Author: levicki.i@sezampro.yu
Date: Tue, 13 Nov 2007 11:03:07 CST
Raw View
On Nov 12, 10:10 pm, Mathias Gaunard <loufo...@gmail.com> wrote:
> On Nov 7, 5:17 pm, Martin Bonner <martinfro...@yahoo.co.uk> wrote:
>
> > Could you give more details please.  The alignment of a type must be
> > <= sizeof the type.  What types on Mac have an alignment of 16?  (NB.
> > I don't doubt your statement; I am just curious as to what reasonable
> > implementations may do.)
>
> It's just that the stack is 16-byte aligned, which is quite unrelated.

This is not true.
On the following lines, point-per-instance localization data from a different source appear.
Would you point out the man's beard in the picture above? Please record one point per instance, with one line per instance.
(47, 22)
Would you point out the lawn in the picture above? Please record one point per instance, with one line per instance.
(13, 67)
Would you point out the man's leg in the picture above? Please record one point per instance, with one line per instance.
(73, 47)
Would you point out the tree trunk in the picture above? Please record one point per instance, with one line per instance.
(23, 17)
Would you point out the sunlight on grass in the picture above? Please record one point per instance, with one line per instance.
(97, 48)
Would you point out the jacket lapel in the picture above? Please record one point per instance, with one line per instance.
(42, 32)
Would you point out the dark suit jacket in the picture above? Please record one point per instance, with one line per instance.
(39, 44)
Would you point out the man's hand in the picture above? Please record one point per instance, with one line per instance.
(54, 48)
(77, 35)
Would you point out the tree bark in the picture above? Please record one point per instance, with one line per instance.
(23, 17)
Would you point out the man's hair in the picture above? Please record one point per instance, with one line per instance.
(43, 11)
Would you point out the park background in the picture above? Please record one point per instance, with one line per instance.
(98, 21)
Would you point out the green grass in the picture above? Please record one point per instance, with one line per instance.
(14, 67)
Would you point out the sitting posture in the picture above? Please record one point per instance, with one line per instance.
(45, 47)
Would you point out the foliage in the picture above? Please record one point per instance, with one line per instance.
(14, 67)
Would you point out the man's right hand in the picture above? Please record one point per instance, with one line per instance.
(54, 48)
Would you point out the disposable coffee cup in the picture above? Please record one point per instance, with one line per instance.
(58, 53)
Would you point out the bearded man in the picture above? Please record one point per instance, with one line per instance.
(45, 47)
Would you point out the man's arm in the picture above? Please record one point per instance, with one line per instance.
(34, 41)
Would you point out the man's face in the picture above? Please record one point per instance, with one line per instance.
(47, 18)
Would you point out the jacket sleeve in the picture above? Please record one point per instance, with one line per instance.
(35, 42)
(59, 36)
Stack may be or may be not aligned, it doesn't
matter.

Problem lies with vector types both on Mac and on PC and Playstation 3
also comes to mind.

*** C++ standard is terribly outdated ***

Not having an operator new which returns _aligned_ memory seriously
hampers SIMD use in C++.

What should one do with this code?

class foo
{
public:
 __m128 vec;
 ...
 foo(void)
 {
  vec = _mm_setzero_ps();
 }
};

foo *p = new [](10);

C++ regulatory body is obviously sitting with their collective thumbs
up their arses instead of listening to developers and their needs.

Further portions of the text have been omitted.